A Teen Finding Himself
It is so good to have a book that deals with teen gay sexuality honestly that teens can read, as well as adults, and that is clean enough to be included in a library. “Just a Boy” is just that book. It is sweet and it s tender and above all else it is sincere. Rob Clinger touches on all the issues that young gays feel and he does it in a way that is both readable and enjoyable. All of us can remember, I am sure, what it was like knowing we were different in high school and not being able to talk about it to anyone. Times have changed a lot and as boys are coming out younger, even if they have gay friends and mentors, the feeling of isolation is still there many times.

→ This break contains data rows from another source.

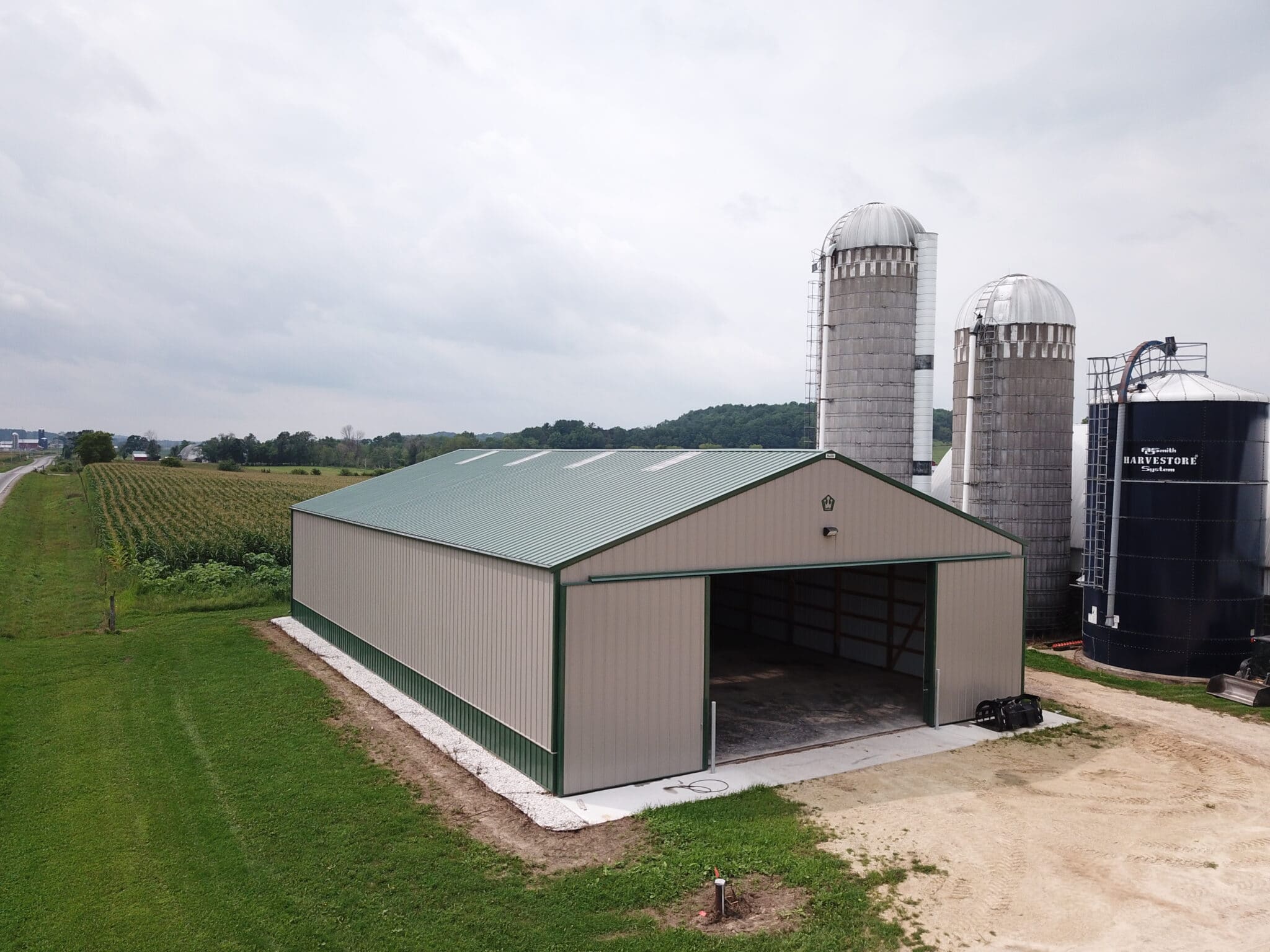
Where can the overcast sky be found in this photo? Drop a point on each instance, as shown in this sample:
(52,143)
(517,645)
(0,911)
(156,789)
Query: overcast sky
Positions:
(263,216)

Jove, our hero, embarks o his journey of coming out, first to himself, with the fears that we are all too familiar with. As he feels different, he works at keeping his friends, playing roles and suppressing his sexuality. It is hard to pretend especially when it is necessary to do so all day, everyday. It is even more complicated when girls find you attractive and you find your next door neighbor, a male, to be the object of your desire. Jove knows that he is gay and he manages to still do what he does everyday and remain in the closet. However, when his neighbor is outed by another good friend, Jove is appalled and his friendship is tested. To pass the test, he fids a way to combat the rumor.

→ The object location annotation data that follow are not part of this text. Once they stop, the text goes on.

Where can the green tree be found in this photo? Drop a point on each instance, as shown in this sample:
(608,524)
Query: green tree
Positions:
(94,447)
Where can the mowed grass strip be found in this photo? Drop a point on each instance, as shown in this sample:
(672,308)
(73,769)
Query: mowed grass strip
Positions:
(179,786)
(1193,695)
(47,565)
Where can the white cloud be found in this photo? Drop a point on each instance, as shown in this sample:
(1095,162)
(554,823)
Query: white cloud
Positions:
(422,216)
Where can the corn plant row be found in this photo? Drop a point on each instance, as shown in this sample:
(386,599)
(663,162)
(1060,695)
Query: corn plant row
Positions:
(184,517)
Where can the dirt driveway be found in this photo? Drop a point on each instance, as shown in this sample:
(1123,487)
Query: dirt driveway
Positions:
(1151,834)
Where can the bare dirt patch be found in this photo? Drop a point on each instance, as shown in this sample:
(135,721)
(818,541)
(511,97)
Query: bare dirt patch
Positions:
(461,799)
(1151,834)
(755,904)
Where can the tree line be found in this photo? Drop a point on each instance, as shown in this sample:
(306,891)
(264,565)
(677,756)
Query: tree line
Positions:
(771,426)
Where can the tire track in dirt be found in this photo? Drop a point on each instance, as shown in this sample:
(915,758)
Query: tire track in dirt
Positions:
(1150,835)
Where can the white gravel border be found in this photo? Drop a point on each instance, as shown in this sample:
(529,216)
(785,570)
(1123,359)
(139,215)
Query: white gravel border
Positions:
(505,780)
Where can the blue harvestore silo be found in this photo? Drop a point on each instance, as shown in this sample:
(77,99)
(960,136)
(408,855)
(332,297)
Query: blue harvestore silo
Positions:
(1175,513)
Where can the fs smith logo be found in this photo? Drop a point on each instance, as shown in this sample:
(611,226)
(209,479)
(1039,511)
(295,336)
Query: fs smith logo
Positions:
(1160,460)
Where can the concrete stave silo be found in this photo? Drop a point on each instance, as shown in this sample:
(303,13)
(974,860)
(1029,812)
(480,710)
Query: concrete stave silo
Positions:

Jove is a high school wrestler who looks like the regular teenager but he feels and knows he is different. When he realizes that Beth, his “girlfriend” is really not what he wants, he develops a crush on Jason, his classmate and neighbor. He is happy being in the closet but when it comes time to act, to do what is right for himself and for Jason, he does so and finds the answers to the questions he has yearned to know.
“Just a Boy” looks at the issues of youth today, at that too short period before manhood, that time when life consists of puppy loves and first kisses, first and last chances and self discoveries.